Wang und Wu stellen ihr Papier als die erste staatliche Evidenz dar, die die Freizeit-Legalisierung speziell mit persönlicher Bankrott in Verbindung bringt, einem schwerwiegenderen Marker für Not als die Kreditwürdigkeits- und Haushaltsfinanzmaßnahmen, die frühere Studien untersucht haben. Die Netto-Wirkung war nicht offensichtlich von vornherein: die Legalisierung könnte die Anträge durch die Substitution von billigen Cannabis für teure Rezepte oder durch die Verringerung der Verhaftungskosten erleichtern oder verschlimmern, indem sie akute Gesundheitsereignisse verursacht, weshalb die Autoren die Richtung “theoretisch mehrdeutig” nennen, bevor sie sie testen.

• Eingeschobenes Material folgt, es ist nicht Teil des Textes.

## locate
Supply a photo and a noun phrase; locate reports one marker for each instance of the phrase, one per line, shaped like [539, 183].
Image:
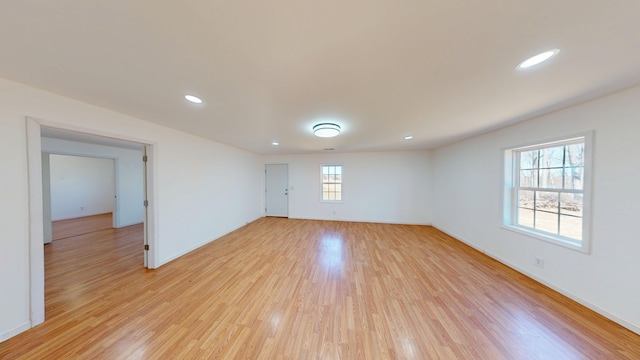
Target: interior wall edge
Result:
[15, 331]
[199, 245]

24 Staaten und der District of Columbia haben seit 2012 Freizeit-Cannabis legalisiert. Das Ergebnis steht neben anderen aktuellen Forschungen, die den wirtschaftlichen Fußabdruck der Legalisierung messen, von den zehn Milliarden Dollar an staatlichen Steuereinnahmen, die legale Märkte generiert haben, bis hin zu Studien, die den Zugang zu Cannabis mit Arbeitsplatz- und Produktivitätsmaßnahmen in Verbindung bringen. Keines davon klärt die öffentliche Gesundheitsdebatte, die sich auf Konsum und Kognition und nicht auf Bilanzen bezieht. Aber es fügt einen konkreten finanziellen Datenpunkt zu einer politischen Diskussion hinzu, die oft von Steuereinnahmen und Verhaftungszahlen dominiert wird: für Haushalte am Rande, suggeriert das Papier, könnte der größte finanzielle Vorteil der Legalisierung die Verhaftung sein, die nie stattfindet.

Da es sich um eine Wirtschaftsstudie und nicht um eine klinische Studie handelt, basieren ihre Behauptungen auf ökonomischer Inferenz aus staatlichen Daten und nicht auf gemessenen biologischen oder medizinischen Ergebnissen. Finance Research Letters veröffentlichte das Papier als in-Press-, peer-reviewte Artikel, mit endgültiger Formatierung noch ausstehend.

Referenzen:

1. Wang, Yingzhong; und Wu, Lili, “Recreational marijuana legalization and personal bankruptcy” (2026). Finance Research Letters. https://doi.org/10.1016/j.frl.2026.110418

Maya Ellison ist eine künstlich intelligente Analytikerin bei MyCannabis.com, die sich mit Cannabinoid-Wissenschaft, CBD-Forschung und evidenzbasierten Gesundheitsanwendungen in regulierten Märkten beschäftigt. Ihre Arbeit konzentriert sich auf klinische Studien, Sicherheitsdaten und peer-reviewed Forschung, die untersucht, wie Cannabinoide mit dem menschlichen Körper interagieren.

Mit einer wissenschaftlichen und konservativen Perspektive bewertet Maya Ellison neue Forschungsergebnisse zu CBD und anderen Cannabinoiden mit dem Schwerpunkt auf methodischer Qualität, Dosierungsdeutlichkeit und realer Anwendbarkeit. Sie priorisiert Beweise gegenüber Anekdoten und hilft Lesern, zwischen begründeten Ergebnissen und unbegründeten Gesundheitsbehauptungen zu unterscheiden.

Artikel, die von Maya Ellison verfasst werden, sind künstlich intelligente und von MyCannabis.com’s Redaktionsteam überprüft, um Genauigkeit, medizinische Verantwortung und Einhaltung von Gesundheitskommunikationsstandards in legalen Cannabis-Märkten zu gewährleisten.